False positive mixed_case_recommended_field for numeric values

MKuranowski commented 1 year ago

Describe the bug

The mixed_case_recommended_field warning is always triggered when a field contains digits, like route_short_name=A1 or trip_short_name=101.

Characters which are not letters should not be considered at all when comparing case.

Steps/Code to Reproduce

Validate a file which uses numbers in fields like route_short_name or trip_short_name.

Expected Results

No mixed_case_recommended_field warning for those fileds.

Actual Results

{
      "code": "mixed_case_recommended_field",
      "severity": "WARNING",
      "totalNotices": 360,
      "sampleNotices": [
        {
          "filename": "routes.txt",
          "fieldName": "route_short_name",
          "fieldValue": "A1",
          "csvRowNumber": 2
        },
        {
          "filename": "routes.txt",
          "fieldName": "route_short_name",
          "fieldValue": "ZA12",
          "csvRowNumber": 3
        },
        {
          "filename": "trips.txt",
          "fieldName": "trip_short_name",
          "fieldValue": "301",
          "csvRowNumber": 2
        },
        {
          "filename": "trips.txt",
          "fieldName": "trip_short_name",
          "fieldValue": "5301",
          "csvRowNumber": 3
        },
        {
          "filename": "trips.txt",
          "fieldName": "trip_short_name",
          "fieldValue": "103",
          "csvRowNumber": 4
        },
        ...
}

Screenshots

No response

Files used

https://mkuran.pl/gtfs/wkd.zip

Validator version

4.1.0

Operating system

Debian 12

Java version

openjdk version "17.0.6" 2023-01-17

Additional notes

No response

welcome[bot] commented 1 year ago

Thanks for opening your first issue in this project! If you haven't already, you can join our slack and join the #gtfs-validators channel to meet our awesome community. Come say hi :wave:!

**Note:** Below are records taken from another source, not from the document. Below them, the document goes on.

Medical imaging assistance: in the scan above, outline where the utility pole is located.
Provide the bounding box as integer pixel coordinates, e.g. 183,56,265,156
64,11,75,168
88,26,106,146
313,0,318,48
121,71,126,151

Welcome to the community and thank you for your engagement in open source! :tada:

briandonahue commented 1 year ago

@isabelle-dr How do we want to approach this? It looks like in some cases when numbers are present, we don't want to throw the warning: A1 103B 1205

In those cases we could skip the mixed case validation altogether, but how about longer strings? Should we have a length minimum or number of letters in a string before mixed case is considered? Thinking about strings like:

MY ROUTE 100 route 1 boulevard

etc

isabelle-dr commented 1 year ago

@briandonahue thanks for having a look at this. After giving this some thought, here is a proposal: We could modify the logic so we only run this check if the field value contains at least one " " character and if it doesn't contain only numbers. This means that the following values would be valid: ZA12, 1205, 1205 1.

cc @tzujenchanmbd

briandonahue commented 1 year ago

@isabelle-dr I had a couple thoughts. 1) I think the current implementation has another flaw - I believe it only checks for the 26 letters of the basic alphabet /[a-zA-Z]/ which will not match characters such as àâçéèêëîïôûùüÿñæœ (and probably others).

2) Given the above, I think maybe a better check would be:

the value contains more than one "letter" (defined as non-numeric, and non-white-space characters)
AND the original value is the same as the value after being converted to all upper OR all lower case (this will of course not affect numbers and white space, but should handle other characters more efficiently than a regex)

We may still get some false positives if there are values such as AA-103 or B-34-C or D-E etc. But it is a recommendation/warning not an error, and it shoudl cut down significantly on false positives for numeric values or single-letter + numbers.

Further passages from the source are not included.